Whispers

Miguel was on his hands and knees. He spit blood and shiny white bits of teeth onto the black macadam.

Frye went to him.

“Trying to get up, friend?”

Laughing softly, Frye stepped on his fingers. He ground his heel on the man’s hand, then stepped back.

Miguel squealed, fell on his side.

Frye kicked him in the thigh.

Miguel did not lose consciousness, but he closed his eyes, hoping Frye would just go away.

Frye felt as if electricity was coursing through him, a million-billion volts, bursting from synapse to synapse, hot and crackling and sparking within him, not a painful feeling, but a wild and exciting experience, as if he had just been touched by the Lord God Almighty and filled up with the most beautiful and bright and holy light.

Miguel opened his swollen dark eyes.

“All the fight gone out of you?” Frye asked.

“Please,” Miguel said around broken teeth and split lips.

Exhilarated, Frye put a foot against Miguel’s throat and forced him to roll onto his back.

“Please.”

Frye took his foot off the man’s throat.

“Please.”

High with a sense of his own power, floating, flying, soaring, Frye kicked Miguel in the ribs.

Miguel choked on his own scream.

Laughing exuberantly, Frye kicked him repeatedly, until a couple of ribs gave way with an audible crunch.

Miguel began to do something he had struggled manfully not to do for the past few minutes. He began to cry.

Frye returned to the van.

Pablo was on the ground by the rear wheels, flat on his back, unconscious.

Saying, “Yeah, yeah, yeah, yeah, yeah, yeah,” over and over again, Frye circled Pablo, kicking him in the calves and knees and thighs and hips and ribs.

A car started to pull into the lot from the street, but the driver saw what was happening and wanted no part of it. He put the car in reverse, backed out of there, and sped off with a screech of tires.

Frye dragged Pablo over to Miguel, lined them up side by side, out of the way of the van. He didn’t want to run over anyone. He didn’t want to kill either of them, for too many people in the bar had gotten a good look at him. The authorities wouldn’t have much desire to pursue the winner of an ordinary street fight, especially when the losers had intended to gang up on a lone man. But the police would look for a killer, so Frye made sure that both Miguel and Pablo were safe.

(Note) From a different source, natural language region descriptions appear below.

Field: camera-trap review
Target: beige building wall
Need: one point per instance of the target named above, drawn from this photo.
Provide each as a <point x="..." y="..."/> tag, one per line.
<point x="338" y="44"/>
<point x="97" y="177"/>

Whistling happily, he drove back toward Marina Del Rey and stopped at the first open service station on the right-hand side of the street. While the attendant filled the tank, checked the oil, and washed the windshield, Frye went to the men’s room. He took a shaving kit with him and spent ten minutes freshening up.

When he traveled, he slept in the van, and it was not as convenient as a camper; it did not have running water. On the other hand, it was more maneuverable, less visible, and far more anonymous than a camper. To take full advantage of the many luxuries of a completely equipped motor home, he would have to stop over at a campground every night, hooking up to sewer and water and electric lines, leaving his name and address wherever he went. That was too risky. In a motor home, he would leave a trail that even a noseless bloodhound could follow, and the same would be true if he stayed at motels where, if the police asked about him later, desk clerks would surely remember the tall and extravagantly muscled man with the penetrating blue eyes.

In the men’s room at the service station, he stripped out of his gloves and yellow sweater, washed his torso and underarms with wet paper towels and liquid soap, sprayed himself with deodorant, and dressed again. He was always concerned about cleanliness; he liked to be clean and neat at all times.

When he felt dirty, he was not only uncomfortable but deeply depressed as well–and somewhat fearful. It was as if being dirty stirred up vague recollections of some intolerable experience long forgotten, brought back hideous memories to the edge of his awareness, where he could sense but not see them, perceive but not understand them. Those few nights when he had fallen into bed without bothering to wash up, his repeating nightmare had been far worse than usual, expelling him from sleep in a screaming flailing terror. And although he had awakened on those occasions, as always, with no clear memory of what the dreams had been about, he had felt as if he’d just clawed his way out of a sickeningly filthy place, a dark and close and foul hole in the ground.